Lebanon settles after violent protests
Life was returning to normal in the Lebanese capital and around the country today, a day after violent confrontation between government supporters and opponents killed three people and wounded dozens in the worst escalation of the Hezbollah-led opposition’s campaign to topple Prime Minister Fuad Saniora’s Western-backed Cabinet.
Most private and public schools that closed yesterday after Hezbollah and its allies called a general strike against the government reopened today as did banks and commercial shops in Beirut and other cities.
The road to Beirut Airport, closed by burning tyres and earth barricades set up by Hezbollah’s supporters, was reopened by the Lebanese army shortly after midnight. This allowed a Middle East Airlines plane to fly to Milan this morning.
Roads at Beirut’s northern and southern entrances were reopened to traffic after they were blocked by burning tyres and sand barricades by protesters.
Hezbollah-led protesters burned tyres and cars and clashed with government supporters yesterday, paralysing Beirut and areas across Lebanon in the worst violence yet in the pro-Iranian group’s campaign to oust Saniora’s government.
The opposition’s call to end the protests came hours ahead of Saniora’s departure early today for France to attend an international donors’ conference aimed at raising billions of dollars in aid for rebuilding the devastation caused by last summer’s Israel-Hezbollah war.
Saniora flew from Beirut Airport to Paris on a private jet accompanied by three members of his government, which is facing stepped up protests by the Hezbollah-led opposition to topple it.
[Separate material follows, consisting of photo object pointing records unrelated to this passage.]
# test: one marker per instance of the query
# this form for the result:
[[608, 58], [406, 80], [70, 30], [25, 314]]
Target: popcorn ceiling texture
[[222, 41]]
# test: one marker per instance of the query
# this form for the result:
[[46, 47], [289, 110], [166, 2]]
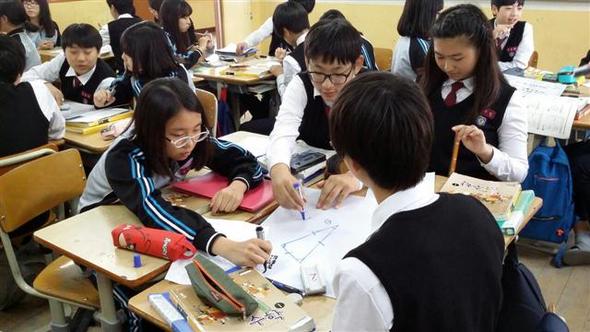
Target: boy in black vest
[[514, 38], [123, 12], [333, 58], [434, 261], [79, 69], [28, 114]]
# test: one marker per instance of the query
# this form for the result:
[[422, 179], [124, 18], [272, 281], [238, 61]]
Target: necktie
[[452, 96]]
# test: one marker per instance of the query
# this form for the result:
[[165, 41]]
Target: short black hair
[[332, 14], [383, 122], [291, 16], [147, 45], [307, 4], [160, 100], [14, 11], [82, 35], [122, 6], [12, 59], [333, 40], [417, 17], [500, 3]]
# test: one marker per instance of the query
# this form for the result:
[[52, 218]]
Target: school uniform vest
[[507, 53], [83, 93], [488, 120], [441, 266], [116, 29], [314, 128], [299, 55], [22, 123]]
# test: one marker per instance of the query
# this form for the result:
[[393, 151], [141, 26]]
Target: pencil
[[455, 154]]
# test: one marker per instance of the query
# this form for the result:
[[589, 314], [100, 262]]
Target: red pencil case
[[153, 242]]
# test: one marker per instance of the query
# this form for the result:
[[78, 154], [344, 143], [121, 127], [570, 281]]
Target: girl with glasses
[[42, 30], [169, 138]]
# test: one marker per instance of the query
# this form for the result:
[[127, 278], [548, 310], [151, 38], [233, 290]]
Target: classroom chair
[[27, 191], [383, 58], [209, 102]]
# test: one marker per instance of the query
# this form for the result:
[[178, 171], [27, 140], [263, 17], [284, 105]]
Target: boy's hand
[[247, 253], [335, 189], [56, 93], [475, 141], [103, 98], [228, 199], [282, 188]]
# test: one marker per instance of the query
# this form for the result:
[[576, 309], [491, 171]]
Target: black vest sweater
[[441, 266], [489, 120], [83, 93], [507, 53], [22, 123]]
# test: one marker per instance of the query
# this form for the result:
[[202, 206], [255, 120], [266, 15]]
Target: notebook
[[209, 184]]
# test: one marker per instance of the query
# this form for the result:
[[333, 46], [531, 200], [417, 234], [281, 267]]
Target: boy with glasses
[[333, 58]]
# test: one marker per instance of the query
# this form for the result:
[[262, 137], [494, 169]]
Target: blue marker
[[297, 186]]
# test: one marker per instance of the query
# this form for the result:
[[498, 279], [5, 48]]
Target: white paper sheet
[[322, 239], [233, 229]]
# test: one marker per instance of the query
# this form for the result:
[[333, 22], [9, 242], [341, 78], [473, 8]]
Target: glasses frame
[[188, 138], [329, 76]]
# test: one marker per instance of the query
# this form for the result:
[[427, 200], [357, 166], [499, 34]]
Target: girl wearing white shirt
[[472, 102], [413, 27]]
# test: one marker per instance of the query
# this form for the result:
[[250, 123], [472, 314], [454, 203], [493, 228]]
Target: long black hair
[[469, 22], [160, 100]]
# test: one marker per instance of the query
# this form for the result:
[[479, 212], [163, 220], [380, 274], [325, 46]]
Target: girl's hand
[[335, 189], [103, 98], [228, 199], [247, 253], [475, 141]]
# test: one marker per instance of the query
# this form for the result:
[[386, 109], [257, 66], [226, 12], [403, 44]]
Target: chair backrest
[[209, 102], [9, 162], [534, 60], [39, 185], [383, 58]]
During yesterday’s strike, pro and anti-government groups battled each other around street barricades with stone-throwing and in some cases gunfire. Black smoke poured into the sky over Beirut from burning roadblocks.
The fighting quickly took on a dangerous sectarian tone in a country whose divided communities fought a bloody 1975-to-1990 civil war.
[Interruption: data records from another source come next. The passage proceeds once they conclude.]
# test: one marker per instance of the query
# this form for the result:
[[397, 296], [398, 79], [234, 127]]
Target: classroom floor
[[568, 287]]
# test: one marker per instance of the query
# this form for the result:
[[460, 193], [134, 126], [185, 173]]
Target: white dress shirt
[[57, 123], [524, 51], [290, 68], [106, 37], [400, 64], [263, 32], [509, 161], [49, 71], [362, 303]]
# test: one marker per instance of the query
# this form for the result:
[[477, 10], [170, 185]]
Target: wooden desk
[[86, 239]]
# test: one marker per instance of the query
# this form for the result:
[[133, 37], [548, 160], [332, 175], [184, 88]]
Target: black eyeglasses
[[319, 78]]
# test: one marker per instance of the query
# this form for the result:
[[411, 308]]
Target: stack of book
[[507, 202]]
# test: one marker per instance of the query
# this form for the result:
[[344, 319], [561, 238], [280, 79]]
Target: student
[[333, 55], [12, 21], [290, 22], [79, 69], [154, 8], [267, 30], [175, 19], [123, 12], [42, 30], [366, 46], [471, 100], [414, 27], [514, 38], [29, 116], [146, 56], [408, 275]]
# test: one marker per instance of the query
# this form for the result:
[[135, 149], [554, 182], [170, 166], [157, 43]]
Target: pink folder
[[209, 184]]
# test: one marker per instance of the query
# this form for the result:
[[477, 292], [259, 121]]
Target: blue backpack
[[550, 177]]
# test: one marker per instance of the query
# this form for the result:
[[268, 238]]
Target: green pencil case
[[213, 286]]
Gunmen from neighbouring districts in the northern city of Tripoli, one largely Sunni Muslim, the other largely Alawites, a Shiite Muslim offshoot, fought each other, causing two of the fatalities.
The day gave a frightening glimpse of how quickly the confrontation between Saniora’s government and the Iranian-backed Hezbollah and its allies could spiral out of control, enflame tensions among Sunnis, Shiites and Christians and throw Lebanon into deeper turmoil.
In the evening, the opposition announced it would call off the roadblocks and the nationwide general strike that sparked the unrest, saying it had delivered a warning to the government, but it threatened more protests.